In [None]:
import pandas as pd
import matplotlib.pyplot as plt



# Movie Dataset Analysis and Recommendation System

### Introduction
This project involves analyzing a movie dataset to uncover interesting patterns and insights related to genres, actors, movies, and themes. The dataset comprises approximately 1 million movies and is structured across four CSV files, detailing different aspects of each movie.
I'm an extreme movie enthusiast and I'm always looking for new movies to watch. This is way I have the passion to work on this challange. I hope to find some interesting insights that will help me discover new movies to watch :)

### Objectives
- Analyze and explore the data to discover patterns and trends within the movie industry.
- Develop a recommendation system based on the insights gathered from the analysis.

### Dataset
The dataset is sourced from [Kaggle](https://www.kaggle.com/datasets/gsimonx37/letterboxd/data) and includes:
1. **Genres** - Categorization of movies by genre.
2. **Actors** - Information about the cast in each movie.
3. **Movies** - Details about individual movies.
4. **Themes** - Various themes associated with each movie.
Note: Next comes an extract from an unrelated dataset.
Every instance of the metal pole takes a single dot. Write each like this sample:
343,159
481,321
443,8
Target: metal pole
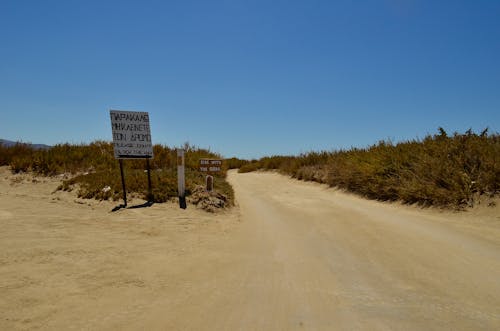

### Let's start by loading the data and performing an initial exploration.


In [None]:
df = pd.read_csv('movie_dataset/genres.csv')
df2 = pd.read_csv('movie_dataset/actors.csv')
df3 = pd.read_csv('movie_dataset/movies.csv')
df4 = pd.read_csv('movie_dataset/themes.csv')

### Genres Dataset

In [None]:
genre_counts = df["genre"].value_counts()

# Plot the distribution of genres
genre_counts.plot(kind='bar')
plt.xlabel("Genre")
plt.ylabel("Count")
plt.title("Genre Distribution")
plt.show()

In [None]:
# Actors Dataset
actor_counts = df2["name"].value_counts()
actor_counts[:20].plot(kind='bar')
plt.xlabel("Actor")
plt.ylabel("Count")
plt.title("Top 20 Actors in Movies")
plt.show()

In [None]:
# Movies Dataset
df3.head()

In [None]:
df3['date'].value_counts().sort_index().plot()
plt.xlabel("Year")
plt.ylabel("Number of Movies")
plt.title("Number of Movies Released Each Year")
plt.show()

In [None]:
df3['rating'].plot(kind='hist', bins=20)

In [None]:
# Themes Dataset
theme_counts = df4["theme"].value_counts()
theme_counts[:20].plot(kind='bar')
plt.xlabel("Theme")
plt.ylabel("Count")
plt.title("Top 20 Themes in Movies")
plt.show()

### Recommendations
Based on the analysis, we can develop a recommendation system that suggests movies based on the following criteria:
1. **Genre** - Recommend movies based on the user's preferred genre.
2. **Actors** - Suggest movies that feature the user's favorite actors.
3. **Themes** - Recommend movies with themes that the user finds interesting.